Fixing Polygons with pprepair

At the OSGIS UK conference last week the prize for best presentation went to Ken Arroyo Ohori of TU Delft and his talk on "Automatically repairing polygons and planar partitions". The presentation, jointly credited to Hugo Ledoux and Martijn Meijers detailed a method for cleaning up dodgy polygons which we've all probably seen in our geo-lifetimes.

I've noticed that computational geometry theorists seem averse to publishing code - its as if they don't want to sully the purity of their theory with dirty code, dealing with edge cases and arithmetic precision and all that. Not these guys. The code is on github, and I was eager to try it out. There was a lot of buzz about integrating this with PostGIS or QGIS or R, the stumbling block seeming to be the requirement for the CGAL library.

Anyway, back at Lancaster, and check out the code. Easy as:

git clone https://github.com/tudelft-gist/pprepair.git

and then 

make -f Makefile.linux

There were a couple of problems which I submitted as issues, but I managed to fix them before any response.
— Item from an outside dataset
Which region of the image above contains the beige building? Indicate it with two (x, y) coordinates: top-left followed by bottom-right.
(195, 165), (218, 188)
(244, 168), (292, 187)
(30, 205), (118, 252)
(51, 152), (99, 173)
Check these on the github issue tracker.

Then I wanted a sample dataset to test it on. From the workshop I gave at the UseR! conference I remembered some awful polygons outlining local police neighbourhood regions. I'd used it as an example of bad data. Some crime locations had fallen into cracks between the neighbourhood polygons, and some were in locations covered by more than one polygon. Maybe you could escape justice by claiming you were outside a police jurisdiction this way? 

Here's what a small region looks like in Qgis:
Notice the white spaces between some polygons, and also the overlapping made visible by setting transparency.

The pprepair process is currently a command-line tool, but its options are simple. An input shapefile, an output shapefile and some repair parameters. But to start, all you need is "-fix".

pprepair  -i neighbourhoods.shp -o fixed.shp -fix

Loading this into Qgis looks much nicer:
Everything is now clean, there's no overlaps and no holes (note the colours are generated by my semi-random topological colouring system so are different). You now have a consistent topology that won't cause odd errors when using other analysis techniques.

Ken's presentation claimed big wins on speed and memory usage over similar algorithms in both open-source and proprietary GIS packages. Once the licensing requirements of the CGAL library are solved, it would be great to see this algorithm pop up in all the open-source geospatial systems.


  1. Hi, I'm on Ubuntu and getting /usr/bin/ld: cannot find -lgdal1.6.0

    does it compiles just with gdal 1.6?

  2. Lucky you,
    I'm currently blocked on :
    make -f Makefile.linux

  3. > toirao : just edit "Makefile.linux" and set -lgdal1.6.0 to -lgdal

    it should now pass

    I encontred a situation after that with :
    CGAL::Default>, false>)]+0x448): undefined reference to `CGAL::precondition_fail(char const*, char const*, int, char const*)'
    collect2: ld returned 1 exit status
    make: *** [pprepair] Error 1

  4. Guys, suggest you take any problems to the github site and report an issue. Ken has now acknowledged and fixed the two I reported. Since it is just using 'make' there will be problems with dependencies not being checked which is probably why gdal1.6 is hard coded, and Herizo's last problem looks like missing CGAL headers...